Daarnaast wijkt de evolutie van het aantal tijdens de maand uitgekeerde onderbrekingen soms sterk af van de evolutie van het aantal bij de RVA ingediende aanvragen tot een onderbreking, welke ook op korte periodes tijdens de maand of op latere periodes dan de beschouwde maand betrekking kunnen hebben. Zo zijn er in april 2020 34.314 aanvragen ingediend, wat een daling is van 5,5% op jaarbasis. (2)

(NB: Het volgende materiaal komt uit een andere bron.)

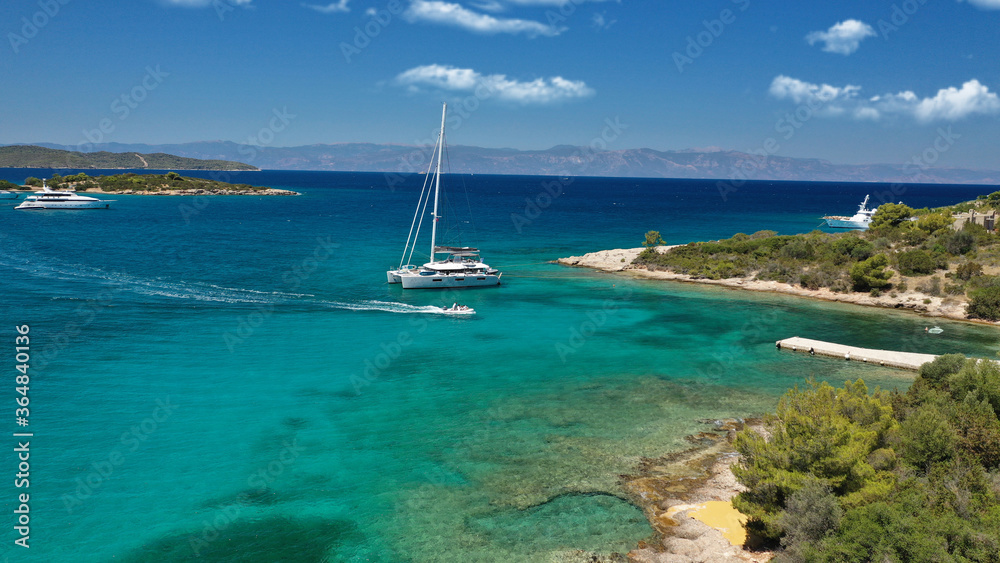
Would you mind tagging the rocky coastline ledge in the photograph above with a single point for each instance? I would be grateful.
(194, 191)
(687, 497)
(620, 261)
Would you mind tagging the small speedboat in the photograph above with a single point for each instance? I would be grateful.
(457, 309)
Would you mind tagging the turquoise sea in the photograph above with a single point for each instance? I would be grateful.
(231, 379)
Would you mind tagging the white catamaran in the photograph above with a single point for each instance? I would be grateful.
(462, 268)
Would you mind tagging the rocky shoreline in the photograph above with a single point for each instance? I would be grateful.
(197, 191)
(620, 261)
(671, 488)
(185, 192)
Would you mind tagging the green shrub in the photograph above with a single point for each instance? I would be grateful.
(914, 262)
(968, 270)
(927, 437)
(984, 303)
(958, 242)
(871, 273)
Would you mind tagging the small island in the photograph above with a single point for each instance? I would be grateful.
(32, 156)
(939, 262)
(130, 183)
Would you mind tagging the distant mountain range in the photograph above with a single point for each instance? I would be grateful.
(561, 160)
(34, 156)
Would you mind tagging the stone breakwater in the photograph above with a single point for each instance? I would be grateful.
(620, 261)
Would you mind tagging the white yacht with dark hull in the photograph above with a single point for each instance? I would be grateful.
(55, 199)
(462, 268)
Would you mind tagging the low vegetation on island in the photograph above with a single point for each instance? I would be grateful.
(131, 183)
(31, 156)
(904, 249)
(847, 476)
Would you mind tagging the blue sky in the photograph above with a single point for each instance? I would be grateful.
(848, 81)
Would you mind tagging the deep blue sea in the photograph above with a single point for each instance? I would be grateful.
(231, 379)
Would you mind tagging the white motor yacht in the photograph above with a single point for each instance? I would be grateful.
(859, 220)
(57, 199)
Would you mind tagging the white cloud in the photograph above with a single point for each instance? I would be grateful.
(803, 92)
(447, 13)
(843, 38)
(949, 104)
(600, 21)
(985, 4)
(331, 8)
(452, 79)
(952, 104)
(489, 6)
(553, 2)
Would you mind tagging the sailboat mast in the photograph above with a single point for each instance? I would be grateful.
(437, 184)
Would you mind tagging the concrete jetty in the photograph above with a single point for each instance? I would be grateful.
(902, 360)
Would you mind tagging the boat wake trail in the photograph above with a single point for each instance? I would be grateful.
(386, 306)
(156, 287)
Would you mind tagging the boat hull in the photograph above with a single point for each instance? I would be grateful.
(836, 223)
(448, 281)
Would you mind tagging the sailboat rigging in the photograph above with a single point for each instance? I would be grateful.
(462, 268)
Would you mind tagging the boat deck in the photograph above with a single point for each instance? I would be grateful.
(902, 360)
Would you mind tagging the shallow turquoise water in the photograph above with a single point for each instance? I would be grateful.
(235, 381)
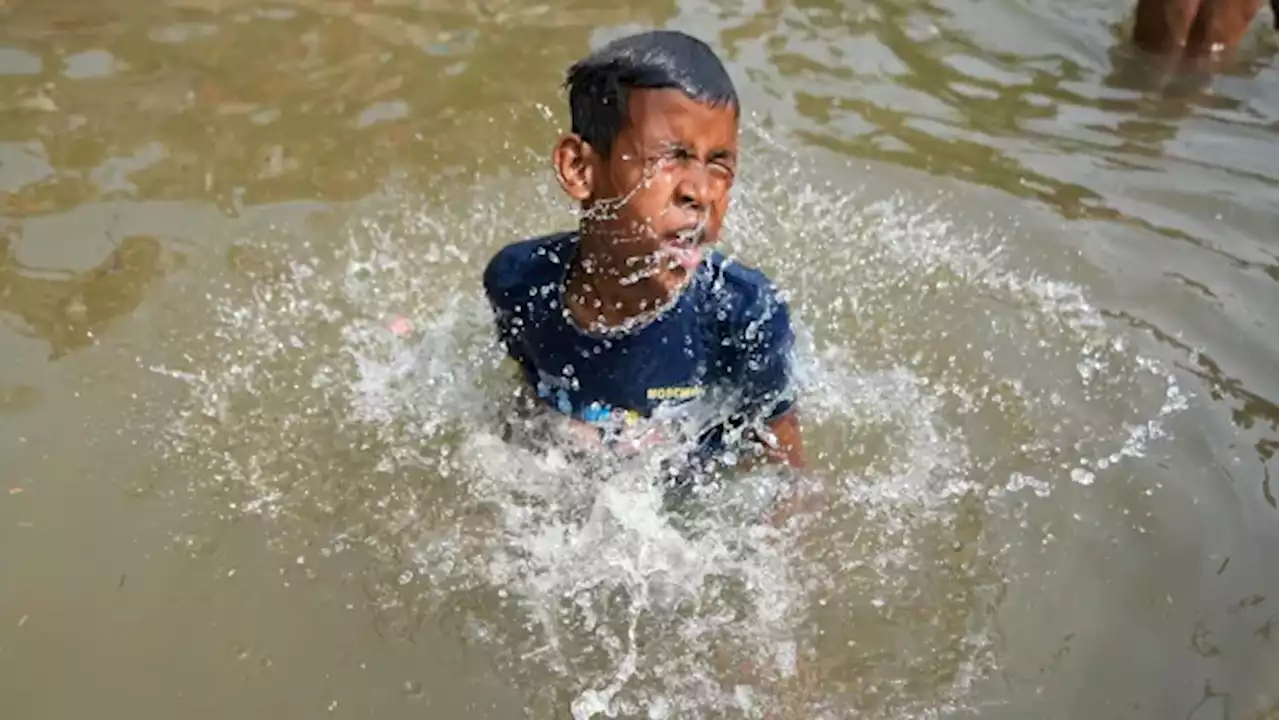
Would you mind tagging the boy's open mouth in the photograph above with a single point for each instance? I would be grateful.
(684, 246)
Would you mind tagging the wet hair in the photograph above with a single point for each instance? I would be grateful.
(598, 85)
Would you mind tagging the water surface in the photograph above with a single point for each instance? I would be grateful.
(1037, 274)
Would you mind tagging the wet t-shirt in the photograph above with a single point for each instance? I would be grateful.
(727, 338)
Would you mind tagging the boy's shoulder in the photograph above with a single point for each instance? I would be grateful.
(745, 292)
(533, 263)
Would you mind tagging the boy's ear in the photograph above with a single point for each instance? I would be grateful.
(575, 167)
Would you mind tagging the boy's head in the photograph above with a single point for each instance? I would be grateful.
(652, 153)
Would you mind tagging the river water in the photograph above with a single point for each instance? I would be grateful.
(1037, 279)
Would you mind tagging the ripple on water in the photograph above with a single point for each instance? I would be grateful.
(946, 395)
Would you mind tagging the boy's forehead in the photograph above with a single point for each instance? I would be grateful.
(670, 114)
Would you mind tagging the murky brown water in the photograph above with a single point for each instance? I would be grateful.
(199, 518)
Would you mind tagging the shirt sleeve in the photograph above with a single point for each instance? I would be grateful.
(766, 364)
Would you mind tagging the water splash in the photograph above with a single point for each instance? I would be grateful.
(946, 396)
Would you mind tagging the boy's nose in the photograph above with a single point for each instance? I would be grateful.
(693, 191)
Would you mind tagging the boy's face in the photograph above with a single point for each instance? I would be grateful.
(661, 195)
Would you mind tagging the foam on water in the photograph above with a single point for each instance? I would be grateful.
(946, 396)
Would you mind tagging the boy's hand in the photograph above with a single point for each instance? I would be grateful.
(786, 446)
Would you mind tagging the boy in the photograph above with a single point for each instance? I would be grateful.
(632, 322)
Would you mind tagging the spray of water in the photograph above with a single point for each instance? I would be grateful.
(946, 395)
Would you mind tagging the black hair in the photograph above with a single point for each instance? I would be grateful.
(598, 85)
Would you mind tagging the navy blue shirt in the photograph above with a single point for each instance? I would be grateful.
(727, 337)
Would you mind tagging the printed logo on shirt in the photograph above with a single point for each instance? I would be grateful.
(673, 392)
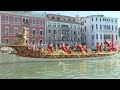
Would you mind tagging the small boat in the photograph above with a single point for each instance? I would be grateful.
(23, 49)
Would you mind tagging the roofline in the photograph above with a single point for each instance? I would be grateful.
(24, 14)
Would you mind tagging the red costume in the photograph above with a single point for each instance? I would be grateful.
(63, 47)
(50, 47)
(79, 48)
(68, 49)
(85, 48)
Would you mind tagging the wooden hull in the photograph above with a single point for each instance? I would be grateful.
(25, 51)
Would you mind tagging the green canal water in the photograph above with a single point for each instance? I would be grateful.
(106, 68)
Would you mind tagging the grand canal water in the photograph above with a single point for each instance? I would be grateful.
(106, 68)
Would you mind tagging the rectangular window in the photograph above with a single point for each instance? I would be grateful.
(6, 40)
(85, 38)
(96, 26)
(96, 36)
(49, 31)
(115, 27)
(40, 41)
(15, 31)
(92, 19)
(33, 41)
(49, 24)
(58, 25)
(92, 37)
(33, 21)
(100, 26)
(25, 21)
(92, 27)
(41, 22)
(7, 19)
(100, 36)
(54, 24)
(33, 33)
(85, 29)
(116, 37)
(40, 33)
(15, 20)
(6, 31)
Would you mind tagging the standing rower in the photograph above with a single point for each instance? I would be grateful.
(50, 47)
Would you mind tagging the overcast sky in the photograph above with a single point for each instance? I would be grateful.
(114, 14)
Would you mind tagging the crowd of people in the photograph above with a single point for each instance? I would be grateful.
(67, 48)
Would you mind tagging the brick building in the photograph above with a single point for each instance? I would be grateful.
(11, 22)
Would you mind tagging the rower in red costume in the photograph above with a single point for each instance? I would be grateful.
(63, 47)
(85, 48)
(68, 49)
(79, 47)
(50, 47)
(99, 47)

In het kader van de maatregelen om de verspreiding van het coronavirus COVID-19 tegen te gaan, heeft de federale regering beslist om een nieuwe vorm van ouderschapsverlof in het leven te roepen om ouders bij te staan met de combinatie van werk en kinderopvang. Dit kreeg de naam corona-ouderschapsverlof. Met dat verlof kunnen ouders met een kind jonger dan 12 jaar of jonger dan 21 jaar als het kind een handicap heeft (die leeftijdsgrens valt weg in sommige specifieke situaties voor kinderen met een handicap), tussen 1 mei en 30 juni 2020 hun prestaties verminderen met 1/2 of met 1/5. Hierover zullen pas vanaf volgende maand cijfers beschikbaar zijn.

Statistieken raadplegen

De federale cijfers - Loopbaanonderbreking / Tijdskrediet:  APRIL (PDF)

______________

 (1) Als federale instelling bevoegd voor de onderbrekingsuitkeringen publiceert de RVA statistieken over de loopbaanonderbreking, tijdskrediet en thematische verloven. Die statistieken zijn gebaseerd op de betalingen van onderbrekingsuitkeringen uitgevoerd tijdens de maand. 

(2) Deze ingediende aanvragen omvatten ook de aanvragen tot verlenging van een onderbreking. RVA ontwikkelt momenteel een statistiek die het onderscheid maakt tussen verlengingen en de overige nieuwe aanvragen.